Plus grave encore, il y eut la perversion de la prière. Au départ, les colombes, voire les bœufs étaient un hommage, une louange, une reconnaissance au Seigneur, le créateur et le sauveur. Mais en offrant les animaux les plus gras et les plus chers, ceux qui avaient les moyens de se les payer ont cru pouvoir mettre la main sur Dieu. « Puisque je lui donne autant, il va m’exaucer mieux. » Sornette de ceux qui croient pouvoir tout acheter. Leur prière s’est mise à sonner comme une trompette fêlée.

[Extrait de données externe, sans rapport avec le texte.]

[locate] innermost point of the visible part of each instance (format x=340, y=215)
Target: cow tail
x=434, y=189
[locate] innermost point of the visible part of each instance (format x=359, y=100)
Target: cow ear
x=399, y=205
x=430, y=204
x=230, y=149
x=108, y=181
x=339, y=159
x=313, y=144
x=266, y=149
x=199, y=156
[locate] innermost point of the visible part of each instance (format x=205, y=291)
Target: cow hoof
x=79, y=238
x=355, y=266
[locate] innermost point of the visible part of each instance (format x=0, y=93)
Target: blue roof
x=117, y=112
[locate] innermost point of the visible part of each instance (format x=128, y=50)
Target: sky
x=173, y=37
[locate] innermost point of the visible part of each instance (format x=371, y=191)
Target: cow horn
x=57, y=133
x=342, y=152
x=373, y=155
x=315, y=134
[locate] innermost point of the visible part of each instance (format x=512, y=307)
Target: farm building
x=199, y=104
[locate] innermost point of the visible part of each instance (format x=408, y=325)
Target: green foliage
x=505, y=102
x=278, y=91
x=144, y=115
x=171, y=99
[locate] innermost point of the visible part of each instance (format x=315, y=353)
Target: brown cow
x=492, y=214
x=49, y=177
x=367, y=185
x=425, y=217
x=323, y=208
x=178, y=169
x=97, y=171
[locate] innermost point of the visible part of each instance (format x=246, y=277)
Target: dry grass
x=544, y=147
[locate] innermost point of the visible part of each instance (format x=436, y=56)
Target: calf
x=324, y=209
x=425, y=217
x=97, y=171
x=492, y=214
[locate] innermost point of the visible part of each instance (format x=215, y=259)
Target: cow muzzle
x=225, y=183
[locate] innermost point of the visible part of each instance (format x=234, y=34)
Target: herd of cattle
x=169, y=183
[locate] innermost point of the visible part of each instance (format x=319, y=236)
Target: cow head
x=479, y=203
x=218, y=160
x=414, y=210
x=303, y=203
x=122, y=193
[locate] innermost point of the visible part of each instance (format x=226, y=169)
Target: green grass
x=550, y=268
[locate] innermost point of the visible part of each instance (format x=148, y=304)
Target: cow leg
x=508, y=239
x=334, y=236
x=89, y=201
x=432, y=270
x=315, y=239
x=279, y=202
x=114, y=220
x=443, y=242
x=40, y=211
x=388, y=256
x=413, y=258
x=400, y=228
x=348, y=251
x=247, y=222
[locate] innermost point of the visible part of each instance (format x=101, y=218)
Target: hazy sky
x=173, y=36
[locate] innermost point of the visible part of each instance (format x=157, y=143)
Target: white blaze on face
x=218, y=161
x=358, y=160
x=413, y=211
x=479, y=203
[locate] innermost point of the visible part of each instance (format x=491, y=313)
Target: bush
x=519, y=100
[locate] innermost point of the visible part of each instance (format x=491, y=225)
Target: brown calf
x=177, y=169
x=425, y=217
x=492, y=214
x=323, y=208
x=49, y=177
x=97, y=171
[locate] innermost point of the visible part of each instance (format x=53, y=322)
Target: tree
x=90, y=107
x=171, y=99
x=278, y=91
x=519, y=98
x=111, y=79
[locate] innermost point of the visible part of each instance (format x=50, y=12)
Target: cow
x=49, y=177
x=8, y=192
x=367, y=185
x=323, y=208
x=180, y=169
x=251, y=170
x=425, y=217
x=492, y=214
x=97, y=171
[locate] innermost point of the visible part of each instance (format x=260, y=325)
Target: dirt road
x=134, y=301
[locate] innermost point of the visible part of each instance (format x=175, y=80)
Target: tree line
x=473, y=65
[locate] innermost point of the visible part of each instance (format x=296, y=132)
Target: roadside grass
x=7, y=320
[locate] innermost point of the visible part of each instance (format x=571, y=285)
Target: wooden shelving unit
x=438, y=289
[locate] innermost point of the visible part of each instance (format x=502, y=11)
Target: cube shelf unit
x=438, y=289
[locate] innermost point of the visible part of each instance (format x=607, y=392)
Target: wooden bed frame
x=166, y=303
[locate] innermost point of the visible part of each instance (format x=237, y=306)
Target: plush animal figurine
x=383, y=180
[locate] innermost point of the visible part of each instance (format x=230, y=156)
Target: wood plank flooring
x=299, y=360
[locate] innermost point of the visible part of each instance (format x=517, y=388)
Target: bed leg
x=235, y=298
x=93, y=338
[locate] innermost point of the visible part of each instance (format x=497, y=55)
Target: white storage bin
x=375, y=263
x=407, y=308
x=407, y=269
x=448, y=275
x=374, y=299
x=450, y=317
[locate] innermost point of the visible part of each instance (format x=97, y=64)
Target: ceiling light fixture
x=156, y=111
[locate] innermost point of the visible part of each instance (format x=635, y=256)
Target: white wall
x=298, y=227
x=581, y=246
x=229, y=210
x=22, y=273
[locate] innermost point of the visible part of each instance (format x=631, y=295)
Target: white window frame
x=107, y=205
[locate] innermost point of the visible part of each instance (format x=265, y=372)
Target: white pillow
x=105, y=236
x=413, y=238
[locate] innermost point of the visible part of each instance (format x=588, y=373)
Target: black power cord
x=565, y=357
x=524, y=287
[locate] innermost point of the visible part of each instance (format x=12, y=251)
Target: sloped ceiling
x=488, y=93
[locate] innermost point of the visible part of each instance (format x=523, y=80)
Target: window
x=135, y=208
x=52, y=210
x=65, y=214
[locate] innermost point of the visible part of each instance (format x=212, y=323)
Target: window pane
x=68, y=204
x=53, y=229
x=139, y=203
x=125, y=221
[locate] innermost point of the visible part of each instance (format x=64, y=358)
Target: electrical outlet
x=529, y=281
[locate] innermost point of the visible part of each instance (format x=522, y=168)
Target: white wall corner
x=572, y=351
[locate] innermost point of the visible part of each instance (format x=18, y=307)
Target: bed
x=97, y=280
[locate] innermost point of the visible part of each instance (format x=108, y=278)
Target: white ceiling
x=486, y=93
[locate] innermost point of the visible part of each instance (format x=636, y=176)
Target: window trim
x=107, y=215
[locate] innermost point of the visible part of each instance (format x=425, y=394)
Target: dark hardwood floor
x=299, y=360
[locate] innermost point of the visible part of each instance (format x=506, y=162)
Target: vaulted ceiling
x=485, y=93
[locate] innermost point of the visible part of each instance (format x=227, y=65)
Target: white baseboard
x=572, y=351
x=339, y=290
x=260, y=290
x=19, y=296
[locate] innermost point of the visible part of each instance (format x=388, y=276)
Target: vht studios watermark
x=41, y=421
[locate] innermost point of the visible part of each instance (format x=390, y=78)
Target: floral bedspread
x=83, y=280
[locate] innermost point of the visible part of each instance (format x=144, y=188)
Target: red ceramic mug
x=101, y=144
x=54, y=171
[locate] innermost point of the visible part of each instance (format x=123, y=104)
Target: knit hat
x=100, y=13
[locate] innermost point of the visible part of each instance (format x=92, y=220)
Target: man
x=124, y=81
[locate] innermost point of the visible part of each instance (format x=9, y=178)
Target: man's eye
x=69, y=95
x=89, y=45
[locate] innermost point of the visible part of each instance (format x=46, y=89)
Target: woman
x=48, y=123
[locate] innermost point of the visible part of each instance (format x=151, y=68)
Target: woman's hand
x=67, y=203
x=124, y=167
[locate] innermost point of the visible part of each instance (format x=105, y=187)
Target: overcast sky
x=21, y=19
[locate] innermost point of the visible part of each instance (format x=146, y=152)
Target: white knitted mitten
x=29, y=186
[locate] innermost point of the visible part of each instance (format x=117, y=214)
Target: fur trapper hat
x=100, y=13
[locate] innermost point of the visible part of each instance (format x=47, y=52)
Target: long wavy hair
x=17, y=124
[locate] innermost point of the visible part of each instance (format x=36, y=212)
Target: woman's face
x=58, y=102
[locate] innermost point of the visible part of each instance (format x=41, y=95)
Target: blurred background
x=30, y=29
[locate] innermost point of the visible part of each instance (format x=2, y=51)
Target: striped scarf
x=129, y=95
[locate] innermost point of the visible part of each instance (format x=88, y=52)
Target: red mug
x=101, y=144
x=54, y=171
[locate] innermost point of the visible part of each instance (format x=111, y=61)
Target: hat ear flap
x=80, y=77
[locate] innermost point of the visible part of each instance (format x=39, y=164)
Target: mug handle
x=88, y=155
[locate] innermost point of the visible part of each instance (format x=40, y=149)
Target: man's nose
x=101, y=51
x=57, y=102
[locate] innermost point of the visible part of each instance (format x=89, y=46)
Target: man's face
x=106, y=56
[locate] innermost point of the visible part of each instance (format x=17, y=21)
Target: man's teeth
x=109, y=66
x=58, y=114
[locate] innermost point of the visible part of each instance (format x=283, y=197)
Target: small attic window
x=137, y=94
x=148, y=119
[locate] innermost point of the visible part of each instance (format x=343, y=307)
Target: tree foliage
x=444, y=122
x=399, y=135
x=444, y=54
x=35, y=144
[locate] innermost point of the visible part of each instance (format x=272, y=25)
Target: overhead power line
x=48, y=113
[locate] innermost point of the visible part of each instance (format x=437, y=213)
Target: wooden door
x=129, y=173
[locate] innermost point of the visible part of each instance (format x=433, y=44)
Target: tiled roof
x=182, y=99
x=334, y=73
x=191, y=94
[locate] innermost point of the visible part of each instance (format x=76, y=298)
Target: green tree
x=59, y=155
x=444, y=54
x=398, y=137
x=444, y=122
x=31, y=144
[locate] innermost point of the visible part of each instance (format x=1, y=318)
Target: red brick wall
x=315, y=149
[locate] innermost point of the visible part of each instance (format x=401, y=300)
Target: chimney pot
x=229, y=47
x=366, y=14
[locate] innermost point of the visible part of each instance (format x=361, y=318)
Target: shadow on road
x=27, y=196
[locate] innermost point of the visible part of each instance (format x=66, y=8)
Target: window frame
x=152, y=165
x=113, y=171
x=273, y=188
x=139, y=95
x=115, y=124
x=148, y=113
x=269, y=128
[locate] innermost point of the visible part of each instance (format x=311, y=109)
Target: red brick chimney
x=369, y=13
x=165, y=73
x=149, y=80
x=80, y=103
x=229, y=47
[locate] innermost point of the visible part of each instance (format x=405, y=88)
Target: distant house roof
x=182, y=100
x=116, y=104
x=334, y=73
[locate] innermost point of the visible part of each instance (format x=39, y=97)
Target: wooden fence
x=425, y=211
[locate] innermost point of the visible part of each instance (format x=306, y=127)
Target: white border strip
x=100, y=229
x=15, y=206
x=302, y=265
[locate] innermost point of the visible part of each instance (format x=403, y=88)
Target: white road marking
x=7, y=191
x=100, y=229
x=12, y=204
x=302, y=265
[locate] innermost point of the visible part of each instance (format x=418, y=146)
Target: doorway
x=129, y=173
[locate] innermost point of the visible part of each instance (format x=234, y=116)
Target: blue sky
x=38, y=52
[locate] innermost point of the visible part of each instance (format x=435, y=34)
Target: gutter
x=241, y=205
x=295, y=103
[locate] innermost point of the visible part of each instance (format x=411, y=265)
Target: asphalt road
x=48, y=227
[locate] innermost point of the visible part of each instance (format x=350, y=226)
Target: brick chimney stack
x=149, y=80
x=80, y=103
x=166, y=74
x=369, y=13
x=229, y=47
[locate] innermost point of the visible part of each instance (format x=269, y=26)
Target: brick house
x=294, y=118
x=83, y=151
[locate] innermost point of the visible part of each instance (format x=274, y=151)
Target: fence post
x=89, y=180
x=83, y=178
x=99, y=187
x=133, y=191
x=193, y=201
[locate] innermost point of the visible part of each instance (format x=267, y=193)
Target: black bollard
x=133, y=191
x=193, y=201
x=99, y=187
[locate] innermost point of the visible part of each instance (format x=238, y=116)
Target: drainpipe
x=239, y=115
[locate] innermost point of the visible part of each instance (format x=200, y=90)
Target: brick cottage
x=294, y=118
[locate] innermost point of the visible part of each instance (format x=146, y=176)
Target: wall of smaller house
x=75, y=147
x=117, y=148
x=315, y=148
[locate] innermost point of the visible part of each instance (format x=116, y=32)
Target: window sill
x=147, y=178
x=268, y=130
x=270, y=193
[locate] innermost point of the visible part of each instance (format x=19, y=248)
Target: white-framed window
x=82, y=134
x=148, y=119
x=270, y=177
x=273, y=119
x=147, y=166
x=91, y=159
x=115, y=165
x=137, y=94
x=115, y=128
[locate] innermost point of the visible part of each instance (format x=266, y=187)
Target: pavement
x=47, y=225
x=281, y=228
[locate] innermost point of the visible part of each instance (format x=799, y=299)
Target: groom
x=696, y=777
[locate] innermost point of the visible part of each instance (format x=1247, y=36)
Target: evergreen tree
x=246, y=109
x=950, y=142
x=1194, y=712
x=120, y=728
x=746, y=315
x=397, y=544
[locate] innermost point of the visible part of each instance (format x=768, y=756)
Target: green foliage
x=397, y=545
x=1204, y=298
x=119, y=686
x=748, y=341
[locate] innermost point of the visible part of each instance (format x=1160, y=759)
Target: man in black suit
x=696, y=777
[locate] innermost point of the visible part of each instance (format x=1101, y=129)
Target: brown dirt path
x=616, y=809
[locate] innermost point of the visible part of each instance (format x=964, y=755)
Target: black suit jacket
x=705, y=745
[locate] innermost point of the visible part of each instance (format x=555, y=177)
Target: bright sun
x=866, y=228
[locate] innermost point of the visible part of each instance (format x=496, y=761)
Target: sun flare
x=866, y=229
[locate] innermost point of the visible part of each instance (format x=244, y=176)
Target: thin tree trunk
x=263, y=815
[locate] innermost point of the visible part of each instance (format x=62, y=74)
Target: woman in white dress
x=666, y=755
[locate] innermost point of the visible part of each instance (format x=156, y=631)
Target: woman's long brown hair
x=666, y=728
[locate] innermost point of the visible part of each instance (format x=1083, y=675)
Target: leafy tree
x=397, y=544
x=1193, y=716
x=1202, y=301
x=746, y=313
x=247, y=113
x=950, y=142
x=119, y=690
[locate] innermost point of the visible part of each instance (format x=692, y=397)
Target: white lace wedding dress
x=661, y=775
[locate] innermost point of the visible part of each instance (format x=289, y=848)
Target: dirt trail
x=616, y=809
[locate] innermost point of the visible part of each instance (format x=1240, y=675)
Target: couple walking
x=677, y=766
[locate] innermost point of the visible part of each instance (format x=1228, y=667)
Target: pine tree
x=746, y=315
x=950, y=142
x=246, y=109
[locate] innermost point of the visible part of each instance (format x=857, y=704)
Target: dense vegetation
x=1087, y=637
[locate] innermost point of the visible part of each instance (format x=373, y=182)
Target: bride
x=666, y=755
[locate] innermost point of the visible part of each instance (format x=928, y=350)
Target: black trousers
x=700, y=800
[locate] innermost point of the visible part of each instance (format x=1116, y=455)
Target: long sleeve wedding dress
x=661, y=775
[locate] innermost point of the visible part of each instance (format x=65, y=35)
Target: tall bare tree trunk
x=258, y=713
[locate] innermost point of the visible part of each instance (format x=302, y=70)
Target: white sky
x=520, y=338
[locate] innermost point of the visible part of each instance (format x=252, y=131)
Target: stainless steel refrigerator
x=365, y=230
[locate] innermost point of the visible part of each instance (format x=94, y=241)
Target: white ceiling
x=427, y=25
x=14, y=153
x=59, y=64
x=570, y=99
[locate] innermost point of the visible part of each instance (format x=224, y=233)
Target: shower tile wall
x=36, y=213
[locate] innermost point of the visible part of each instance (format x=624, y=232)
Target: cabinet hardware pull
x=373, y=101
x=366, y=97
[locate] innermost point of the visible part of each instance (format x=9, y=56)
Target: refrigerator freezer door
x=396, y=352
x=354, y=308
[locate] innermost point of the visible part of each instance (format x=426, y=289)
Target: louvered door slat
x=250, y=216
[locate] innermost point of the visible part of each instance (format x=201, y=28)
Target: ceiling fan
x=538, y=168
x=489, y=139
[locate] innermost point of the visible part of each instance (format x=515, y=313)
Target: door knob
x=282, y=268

Devant cette double perversion du commerce et de la prière, on comprend le geste de Jésus qui veut rétablir au Temple une maison de pure prière. C’est la force prophétique de l’amour qui le pousse à rétablir l’honneur de Dieu et, s’il est possible, la droiture de l’homme.
Aujourd’hui, le Temple de Jérusalem est tombé. Il n’en reste guère que le mur des lamentations. Mais qu’importe. Depuis la mort et la résurrection de Jésus, le vrai Temple, c’est notre corps (1 Co 6, 19). C’est en nous que le Seigneur vient habiter.
Et ce que Jésus a fait à Jérusalem, nous sommes invités à le faire dans notre propre corps avec son aide. C’est ce que j’aime à appeler la trêve du balai. Nous sommes appelés à chasser tous les trafics, toutes les perversions de notre maison intérieure, à grands coups de balai énergiques, avec lucidité, sans apitoiements auto-justificateurs sur les circonstances atténuantes qui expliquent si bien nos travers. Faire la vérité de notre être pour l’honneur de Dieu et pour notre propre bien.
Que découvrons-nous donc à balayer dans ce qui devrait être la pure et lumineuse maison de Dieu ?
D’abord, il y a les grands trafics basiques ceux que désignent les dix commandements (que nous avons entendus tout à l’heure). Le meurtre comme solution aux problèmes ou comme appétit de pouvoir, avec tout son cortège de haine, de vengeance, de guerre… et même le meurtre légal, n’est-ce pas M. Bush… et, au fond du cœur toutes les envies que nous avons de voir l’autre réduit à néant. Le viol et tout le cortège des abus sexuels… et au fond du cœur les désirs de prendre le corps de l’autre sans le respecter. Le mensonge qui tue, la demi vérité qui calomnie.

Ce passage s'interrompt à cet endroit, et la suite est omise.